API Server - kube-apiserver
The API server is the front door to Kubernetes. Any changes you make in the environment are communicated through the API server. The API server uses all your resources to commit the changes inside the cluster. For the kube-apiserver, you should monitor the following:
- API server latency
- Requests per minute (RPM)
- Threshold issues with etcd
ectd
The ectd of the control plane is a value store that Kubernetes uses this for storing all of the desired states for the cluster. Changes in the cluster are compared to the desired state to determine the necessary response. For ectd, you should monitor the following:
- Leader changes
- Quorum - if quorum is lost, etcd falls into a read-only state and you can't make changes to the API or get new state coming back from your cluster
- Disk space - if you lose your backup for etcd you may lose all the state for the entire cluster
Controller Manager
The controller manager is responsible for continually coalescing the running state of the cluster versus the desired state. The controller manager monitors all changes made to the API server to see if the changes are in alignment with the desired state of the cluster, and is in constant contact with the cloud provider. The controller manager checks to see if all nodes are running and that there are enough pods; continually iterating to make sure the cluster maintains the desired state. For the controller manager, you should monitor:
- End-to-end scheduling latency
- Cloud provider latency
- Failed requests to your cloud provider
Scheduler - kube-scheduler
The scheduler is responsible for scheduling the individual pods on the nodes. In order to schedule a pod, the scheduler compares the available resources with resource requests, as well as the availability of individual nodes and new nodes that are coming online due to scaling. For the scheduler, you should monitor:
- Pods that fail to schedule
- Requests, quota limits, anti-affinity
- Bin packing - the number of pods that can fit on an individual node
Nodes
A node is a worker machine in a Kubernetes cluster that serves as a delivery vehicle for your applications. Nodes can be virtual machines (VMs) or physical machines. Nodes are essentially bare-bones servers. Like any other server, you should monitor the following on each node:
- CPU
- Memory consumption
- System load
- File system activity
- Network activity
Each node is managed by the cluster and contains the services necessary to run pods. Node services include kubelet and kube-proxy.
Kubelet
The kubelet daemon runs on each individual node and monitors the health of the containers on the node, interacting with the container manager. The container manager can be Docker, rkt (pronounced Rocket), or any other Open Source container manager that is supported by Kubernetes.

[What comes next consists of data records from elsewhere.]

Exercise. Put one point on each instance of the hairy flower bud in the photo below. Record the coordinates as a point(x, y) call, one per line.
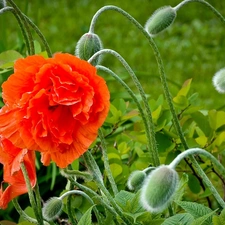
point(158, 189)
point(219, 81)
point(136, 179)
point(161, 19)
point(87, 46)
point(2, 4)
point(52, 208)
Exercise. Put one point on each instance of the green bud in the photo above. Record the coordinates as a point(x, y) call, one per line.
point(87, 46)
point(2, 4)
point(52, 208)
point(135, 180)
point(161, 19)
point(159, 188)
point(219, 81)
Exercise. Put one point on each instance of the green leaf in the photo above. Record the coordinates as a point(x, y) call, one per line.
point(179, 219)
point(180, 101)
point(164, 142)
point(219, 220)
point(86, 218)
point(216, 119)
point(6, 222)
point(203, 220)
point(180, 190)
point(196, 210)
point(8, 58)
point(116, 169)
point(202, 122)
point(185, 88)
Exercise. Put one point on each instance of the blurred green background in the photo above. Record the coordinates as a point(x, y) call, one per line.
point(193, 47)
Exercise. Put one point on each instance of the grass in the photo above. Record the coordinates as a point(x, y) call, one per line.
point(192, 48)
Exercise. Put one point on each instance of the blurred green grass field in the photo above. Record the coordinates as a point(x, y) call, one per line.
point(193, 47)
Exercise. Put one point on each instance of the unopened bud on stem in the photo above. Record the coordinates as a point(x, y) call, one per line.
point(135, 180)
point(87, 46)
point(159, 188)
point(161, 19)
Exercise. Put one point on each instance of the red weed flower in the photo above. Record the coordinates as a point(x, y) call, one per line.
point(55, 106)
point(11, 157)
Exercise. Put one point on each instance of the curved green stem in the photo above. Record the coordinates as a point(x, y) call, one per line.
point(205, 4)
point(219, 166)
point(164, 83)
point(11, 9)
point(106, 163)
point(22, 213)
point(92, 166)
point(130, 92)
point(80, 174)
point(41, 36)
point(77, 192)
point(31, 194)
point(193, 151)
point(150, 131)
point(90, 192)
point(31, 50)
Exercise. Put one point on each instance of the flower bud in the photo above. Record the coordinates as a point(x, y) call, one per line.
point(219, 81)
point(87, 46)
point(161, 19)
point(2, 4)
point(158, 189)
point(52, 208)
point(135, 180)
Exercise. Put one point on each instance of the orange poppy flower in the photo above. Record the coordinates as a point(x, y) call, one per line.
point(55, 106)
point(11, 157)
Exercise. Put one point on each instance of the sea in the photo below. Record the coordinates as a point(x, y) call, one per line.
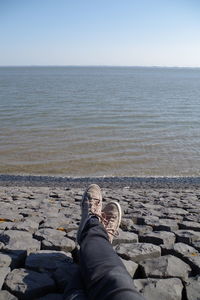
point(100, 121)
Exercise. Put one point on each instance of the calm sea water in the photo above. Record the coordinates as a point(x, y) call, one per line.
point(95, 121)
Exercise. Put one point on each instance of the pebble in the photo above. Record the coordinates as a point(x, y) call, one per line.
point(158, 241)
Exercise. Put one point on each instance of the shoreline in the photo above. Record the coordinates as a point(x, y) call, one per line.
point(104, 182)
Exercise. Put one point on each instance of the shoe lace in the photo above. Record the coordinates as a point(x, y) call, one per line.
point(106, 222)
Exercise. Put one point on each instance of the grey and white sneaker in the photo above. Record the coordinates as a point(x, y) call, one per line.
point(91, 205)
point(111, 218)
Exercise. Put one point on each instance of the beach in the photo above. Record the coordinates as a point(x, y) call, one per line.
point(159, 237)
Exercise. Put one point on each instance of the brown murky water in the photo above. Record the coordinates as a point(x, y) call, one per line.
point(96, 121)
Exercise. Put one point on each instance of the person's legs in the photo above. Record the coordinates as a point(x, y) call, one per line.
point(104, 274)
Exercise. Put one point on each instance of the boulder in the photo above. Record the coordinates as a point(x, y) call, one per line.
point(138, 251)
point(165, 267)
point(158, 237)
point(19, 240)
point(193, 288)
point(157, 289)
point(131, 266)
point(125, 237)
point(187, 236)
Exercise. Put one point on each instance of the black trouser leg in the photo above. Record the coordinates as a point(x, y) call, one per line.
point(105, 276)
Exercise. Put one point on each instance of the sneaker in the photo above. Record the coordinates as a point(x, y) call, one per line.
point(111, 216)
point(91, 204)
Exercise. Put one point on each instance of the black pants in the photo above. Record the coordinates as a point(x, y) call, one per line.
point(104, 275)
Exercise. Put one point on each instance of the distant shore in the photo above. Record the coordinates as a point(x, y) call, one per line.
point(105, 182)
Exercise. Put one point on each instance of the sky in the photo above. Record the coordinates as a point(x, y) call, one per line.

For the kubelet, you should monitor the container manager which is itself a monitoring service.
Kube Proxy - kube-proxy
The kube-proxy is a network proxy that runs on each node in your cluster. The kube-proxy maintains network rules on nodes that facilitate network communication to the pods from network sessions inside or outside of the cluster. For the kube proxy, you should monitor:
- Network traffic load
- Cluster DNS
- Service cluster IPs and ports
Pods
Pods reside on a given node, and a container can contain several pods. For pods, you should monitor:
- Scheduler health for individual pods - so they don't get stuck in a restart loop
- Pod health - availability, resource consumption, and performance
Kubernetes logs and metrics
Sumo Logic utilizes the following Open Source applications to provide insights into logs and metrics in your Kubernetes environment:
- FluentD, an Open Source collector, is used to collect logs from the Kubernetes cluster, then forwards them to Sumo Logic. This includes cluster and container orchestration logs, as well as logs generated by apps on your pods.
- Prometheus, an Open Source monitoring tool, is used to collect metrics that provide data on the cluster, node, and pod level.
Metrics rich monitoring
Sumo Logic provides scraper utility that collects Prometheus formatted metrics from exporters. The metrics are then enriched with metadata and sent to Sumo Logic via HTTP. Sumo Logic Kubernetes apps show Prometheus format metrics in graphic display dashboards for intuitive analysis.
How Kubernetes exposes metrics
- Exporters expose metrics on a particular port and endpoint.
- Node exporter can be run to expose node metrics, such as CPU and memory utilization which can be used to monitor the health of your nodes.
- Kube State add-on exposes cluster level state information.